Valor econômico, v. 17, n. 4099, 27/09/2016. Finanças, p. C8

Câmara quer votar mudança na anistia na próxima terça

Quem já aderiu poderá retificar se ocorrer alteração na lei

Por: Fabio Graner, Thiago Resende, Raphael Di Cunto e Maíra Magro

 

Com um volume da ordem de R$ 7 bilhões já declarados, os contribuintes que aderiram ao programa de regularização de ativos - a chamada repatriação - terão a opção de retificar a declaração entregue à Receita Federal, caso o Congresso Nacional realmente mude as regras da lei. Fontes do governo informaram ao Valor que mesmo os poucos que já pagaram o tributo e a multa poderão retificar e pedir ressarcimento, embora o processo seja um pouco mais complicado. Articuladores das mudanças nas normas de repatriação trabalham para que o projeto encerre a tramitação no Parlamento na primeira semana de outubro.

O plano, que tem o apoio do presidente da Câmara, Rodrigo Maia, é aprovar o texto no plenário da Câmara na terça, dia 4, e seguir para votação no Senado na quarta, dia 5. Seria uma "via rápida" para a alteração no programa de regularização de recursos mantidos no exterior. Lideranças das duas Casas já foram consultadas e costura-se um acordo para acelerar a análise da proposta no plenário sem passar pelas comissões.

Apesar das resistências na área econômica, fontes do governo reconhecem que a tendência é que a pressão política prevaleça e a lei atual seja alterada. Mas ainda há dúvidas sobre se o presidente Michel Temer vetará ou não. A preocupação principal segue em torno da possibilidade de alteração da data para 31 de dezembro, que está em texto que já circulou junto a escritórios, embora o relator, deputado Alexandre Baldy (PTN-GO), esteja dizendo que não fará essa alteração. O problema é que uma emenda simples de outro deputado pode fazer isso.

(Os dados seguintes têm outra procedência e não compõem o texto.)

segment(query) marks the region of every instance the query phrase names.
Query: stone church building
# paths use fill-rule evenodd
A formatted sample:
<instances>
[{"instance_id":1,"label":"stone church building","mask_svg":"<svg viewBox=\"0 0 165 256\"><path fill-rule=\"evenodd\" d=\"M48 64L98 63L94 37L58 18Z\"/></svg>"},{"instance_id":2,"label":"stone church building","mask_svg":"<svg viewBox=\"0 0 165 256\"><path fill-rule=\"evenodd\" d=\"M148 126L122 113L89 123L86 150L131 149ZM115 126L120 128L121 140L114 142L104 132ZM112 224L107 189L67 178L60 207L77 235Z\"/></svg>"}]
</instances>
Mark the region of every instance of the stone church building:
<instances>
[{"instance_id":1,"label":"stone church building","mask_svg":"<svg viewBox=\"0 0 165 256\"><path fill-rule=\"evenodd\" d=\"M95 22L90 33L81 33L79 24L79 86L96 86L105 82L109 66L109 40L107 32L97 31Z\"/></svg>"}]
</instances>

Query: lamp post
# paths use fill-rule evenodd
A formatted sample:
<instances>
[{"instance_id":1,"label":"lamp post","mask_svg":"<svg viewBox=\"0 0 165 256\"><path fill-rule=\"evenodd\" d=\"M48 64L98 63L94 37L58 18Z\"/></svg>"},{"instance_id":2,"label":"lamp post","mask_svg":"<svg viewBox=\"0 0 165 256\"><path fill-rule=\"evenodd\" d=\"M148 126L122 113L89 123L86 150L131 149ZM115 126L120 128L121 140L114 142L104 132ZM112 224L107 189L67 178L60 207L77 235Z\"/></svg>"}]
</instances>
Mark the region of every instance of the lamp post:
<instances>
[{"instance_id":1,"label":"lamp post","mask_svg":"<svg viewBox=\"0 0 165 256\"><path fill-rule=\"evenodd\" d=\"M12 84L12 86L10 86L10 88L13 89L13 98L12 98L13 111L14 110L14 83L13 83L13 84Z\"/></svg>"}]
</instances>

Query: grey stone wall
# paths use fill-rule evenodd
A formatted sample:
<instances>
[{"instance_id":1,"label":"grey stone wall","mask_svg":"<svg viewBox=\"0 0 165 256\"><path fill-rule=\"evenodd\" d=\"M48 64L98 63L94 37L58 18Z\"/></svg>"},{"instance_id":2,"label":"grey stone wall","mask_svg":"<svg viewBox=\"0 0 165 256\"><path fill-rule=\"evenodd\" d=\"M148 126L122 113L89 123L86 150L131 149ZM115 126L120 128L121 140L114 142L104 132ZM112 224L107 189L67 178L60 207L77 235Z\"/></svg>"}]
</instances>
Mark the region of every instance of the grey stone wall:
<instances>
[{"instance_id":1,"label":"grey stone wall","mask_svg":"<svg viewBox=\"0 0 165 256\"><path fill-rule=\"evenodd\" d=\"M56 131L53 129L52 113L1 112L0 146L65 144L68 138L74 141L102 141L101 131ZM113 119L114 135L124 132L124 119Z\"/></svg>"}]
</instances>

Diante da iminência de mudanças, o ministro da Fazenda Henrique Meirelles começa a ser alvo de críticas nos bastidores do governo, com avaliações de que ele não estaria sendo enfático como deveria para não melindrar os políticos. Estes, aliás, estão entre os principais beneficiários das possíveis mudanças, já que o relatório revoga o artigo 11 da lei, que vedava a adesão de políticos e seus parentes ao programa.

A versão preliminar do projeto da Lei de Repatriação prevê outras importantes mudanças. Uma delas é que o contribuinte com condenação judicial prévia só será impedido de aderir ao programa se a condenação for relativa ao dinheiro a ser regularizado. Pela atual lei, qualquer condenação judicial por crimes como sonegação, evasão fiscal, corrupção e falsidade ideológica gera o impedimento de se beneficiar do programa, ainda que os recursos a serem legalizados não estejam relacionados ao processo criminal que gerou a condenação na Justiça.

Outra alteração é que quem cometer erros ou declarar valores a menos no momento da adesão, não será automaticamente expulso do programa, mas apenas intimado a pagar a diferença. "A mudança é positiva, porque a lei vem gerando muita dúvida de interpretação", afirma o advogado Luiz Gustavo Bichara, do escritório Bichara Advogados.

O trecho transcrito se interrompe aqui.